Frank McLynn
All Three Coplands
Aaron Copland: The Life and Work of an Uncommon Man
By Howard Pollack
Faber & Faber 687pp £30
Aaron Copland, who was as quintessentially American as Elgar or Vaughan Williams were British, is often considered the musical voice of the United States. In a long life he wrote sixty works, and his oeuvre extend to variations on previously composed works and orchestral suites drawn from ballets, operas and film music. He was versatile and experimented with jazz, the twelve-tone method and musical abstractionism as well as orthodox tonality. The usual judgement is that there are two distinct Coplands: the accessible, tonal, lyrical composer of Appalachian Spring, The Tender Land, Billy the Kid, Rodeo and the Third Symphony on the one hand, and the esoteric creator of the Piano Variations, Symphonic Ode, Connotations and Inscape on the other.
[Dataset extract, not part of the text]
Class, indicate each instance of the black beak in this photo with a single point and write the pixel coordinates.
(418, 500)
As with Prokofiev and Stravinsky, who also each composed in two very different styles, the two strands of composing rarely met; of twentieth-century composers only Bartok successfully integrated the romantic tradition of the nineteenth century with the. dissonance of the twentieth.
Actually, as Howard Pollack shows, there are really three Coplands, for the distinguished movie scores he composed put another wheel on the wagon. One of the most commendable things about Pollack’s excellent biography is that he takes film music seriously, and does not evince the de haut en bas attitude of most music critics. Not only does Pollack understand the world of Hollywood very well – the distinguished director William Wyler was always trying to get Copland to score his films – but his thorough knowledge generates unexpected insights. He points out that it was no accident that Copland wrote his song cycle based on poems by Emily Dickinson immediately after his score for the Wyler movie The Heiress – a version of Henry James’s Washington Square. Pollack argues persuasively that Dickinson and James’s heroine Catherine Sloper could have been contemporaries and that they faced similar problems: overweening respect for a distant father, followed by withdrawal from the world.
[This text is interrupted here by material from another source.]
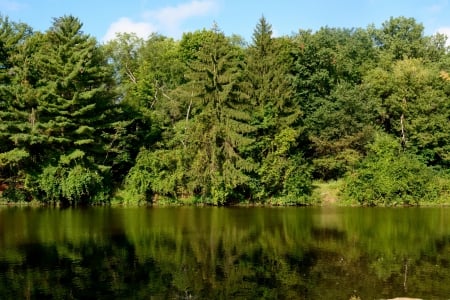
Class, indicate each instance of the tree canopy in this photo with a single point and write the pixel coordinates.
(212, 119)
On Copland the composer, Pollack is invariably lucid, judicious and insightful. His portrait of Copland the man is also fascinating. Three facts are salient: Copland was Jewish, leftist and homosexual. The Jewishness does not seem to have struck deep roots in his music and there is no evidence of Zionism; indeed, both musically and as a ‘promised land’ Copland preferred Mexico to Israel. However, Copland’s role as a man of pronounced leftist sympathies takes Pollack into interesting areas. In the 1930s Copland regarded Communism as the true spirit of Americanism, the logical conclusion of the ideas of Jefferson, Lincoln and Walt Whitman. But in the very different climate of the post-1945 Cold War Copland had to do some nifty verbal juggling to avoid proscription by the anti-Communist zealots. When summoned before Senator McCarthy’s notorious inquisitorial committee, Copland played a cool hand, appearing to co-operate but luring the committee onto ground where it got bogged down in a morass of detail and obfuscation. Had McCarthy and his acolytes not been so stupid, they would have realised that Copland was making monkeys of them.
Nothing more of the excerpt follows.